ElasticFlow: An Elastic Serverless Training Platform for Distributed Deep Learning

Diandian Gu; Yihao Zhao; Yinmin Zhong; Yifan Xiong; Zhenhua Han; Peng Cheng; Fan Yang; Gang Huang; Xin Jin; Xuanzhe Liu

ElasticFlow: An Elastic Serverless Training Platform for Distributed Deep Learning

Diandian Gu ,
Yihao Zhao ,
Yinmin Zhong ,
Yifan Xiong ,
Zhenhua Han ,
Peng Cheng ,
Fan Yang ,
Gang Huang ,
Xin Jin ,
Xuanzhe Liu

ASPLOS 2023 | March 2023

Download BibTex

This paper proposes ElasticFlow, an elastic serverless training platform for distributed deep learning. ElasticFlow provides a serverless interface with two distinct features: (i) users specify only the DNN model and hyperparameters for a job, but not the number of GPUs; (ii) users specify the deadline for a job, but not the amount of time to occupy GPUs. In contrast to existing server-centric platforms, ElasticFlow provides performance guarantees in terms of meeting deadlines and alleviates users from tedious, low-level, and manual resource management.

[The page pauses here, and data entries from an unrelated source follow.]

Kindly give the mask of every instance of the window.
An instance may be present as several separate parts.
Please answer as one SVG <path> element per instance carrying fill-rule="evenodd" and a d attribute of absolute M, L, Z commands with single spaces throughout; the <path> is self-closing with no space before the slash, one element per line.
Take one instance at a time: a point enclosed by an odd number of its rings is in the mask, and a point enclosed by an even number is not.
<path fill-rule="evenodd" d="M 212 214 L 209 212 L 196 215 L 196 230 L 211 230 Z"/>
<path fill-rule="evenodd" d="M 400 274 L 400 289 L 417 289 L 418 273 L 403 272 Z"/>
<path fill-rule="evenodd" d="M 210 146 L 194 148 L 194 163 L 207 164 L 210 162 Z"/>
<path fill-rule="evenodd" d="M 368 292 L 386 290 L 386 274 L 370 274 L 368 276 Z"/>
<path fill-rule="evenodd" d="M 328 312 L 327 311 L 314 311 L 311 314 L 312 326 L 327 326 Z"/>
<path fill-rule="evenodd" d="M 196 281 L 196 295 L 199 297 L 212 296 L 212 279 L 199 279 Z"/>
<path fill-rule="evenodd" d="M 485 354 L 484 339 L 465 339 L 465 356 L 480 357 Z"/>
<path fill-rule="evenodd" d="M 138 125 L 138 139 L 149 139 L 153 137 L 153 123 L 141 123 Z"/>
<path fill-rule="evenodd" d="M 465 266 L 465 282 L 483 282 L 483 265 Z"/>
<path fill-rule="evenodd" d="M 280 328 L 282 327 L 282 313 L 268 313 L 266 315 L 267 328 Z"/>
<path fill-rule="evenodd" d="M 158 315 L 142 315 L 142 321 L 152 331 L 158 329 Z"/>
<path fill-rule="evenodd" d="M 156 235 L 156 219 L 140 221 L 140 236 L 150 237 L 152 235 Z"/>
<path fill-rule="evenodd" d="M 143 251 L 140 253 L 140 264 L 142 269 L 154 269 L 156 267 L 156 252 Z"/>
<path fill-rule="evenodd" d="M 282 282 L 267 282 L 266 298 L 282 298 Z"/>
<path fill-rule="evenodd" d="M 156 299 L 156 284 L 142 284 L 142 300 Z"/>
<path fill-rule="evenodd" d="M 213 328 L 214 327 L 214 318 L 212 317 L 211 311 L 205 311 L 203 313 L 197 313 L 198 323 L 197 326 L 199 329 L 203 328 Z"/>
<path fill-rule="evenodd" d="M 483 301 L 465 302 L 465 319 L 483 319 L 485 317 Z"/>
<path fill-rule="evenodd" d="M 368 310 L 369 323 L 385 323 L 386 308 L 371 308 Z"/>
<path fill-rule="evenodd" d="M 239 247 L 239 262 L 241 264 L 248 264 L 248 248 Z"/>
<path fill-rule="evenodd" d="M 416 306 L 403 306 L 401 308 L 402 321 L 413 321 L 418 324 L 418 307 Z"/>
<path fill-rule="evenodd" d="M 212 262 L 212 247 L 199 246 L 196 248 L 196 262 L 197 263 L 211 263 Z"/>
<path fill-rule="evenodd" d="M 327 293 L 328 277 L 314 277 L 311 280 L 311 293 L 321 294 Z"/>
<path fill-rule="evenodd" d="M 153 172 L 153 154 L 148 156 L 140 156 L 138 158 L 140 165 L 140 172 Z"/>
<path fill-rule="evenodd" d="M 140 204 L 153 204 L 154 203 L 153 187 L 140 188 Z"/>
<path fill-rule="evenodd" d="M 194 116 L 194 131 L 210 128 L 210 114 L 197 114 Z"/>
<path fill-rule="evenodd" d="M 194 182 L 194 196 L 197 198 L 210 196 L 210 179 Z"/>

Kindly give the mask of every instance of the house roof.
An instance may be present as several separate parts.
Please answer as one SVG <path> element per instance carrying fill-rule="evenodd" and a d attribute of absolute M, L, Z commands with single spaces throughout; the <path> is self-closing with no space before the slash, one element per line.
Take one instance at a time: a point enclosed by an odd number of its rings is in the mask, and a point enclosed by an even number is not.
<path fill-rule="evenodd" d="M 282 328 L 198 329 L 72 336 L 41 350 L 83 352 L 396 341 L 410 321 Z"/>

The characteristics of distributed training introduce two challenges. First, the training throughput scales non-linearly with the number of GPUs. Second, the scaling efficiency is affected by worker placement. To address these challenges, we propose Minimum Satisfactory Share to capture the resource usage of training jobs to meet deadlines, and ElasticFlow performs admission control based on it. We develop a greedy algorithm that dynamically allocates resources to admitted jobs based on diminishing returns. We apply buddy allocation to worker placement to eliminate the effect of topology. Evaluation results on a cluster of 128 GPUs show that ElasticFlow increases the number of jobs that can meet their deadlines by 1.45–7.65x compared to existing solutions.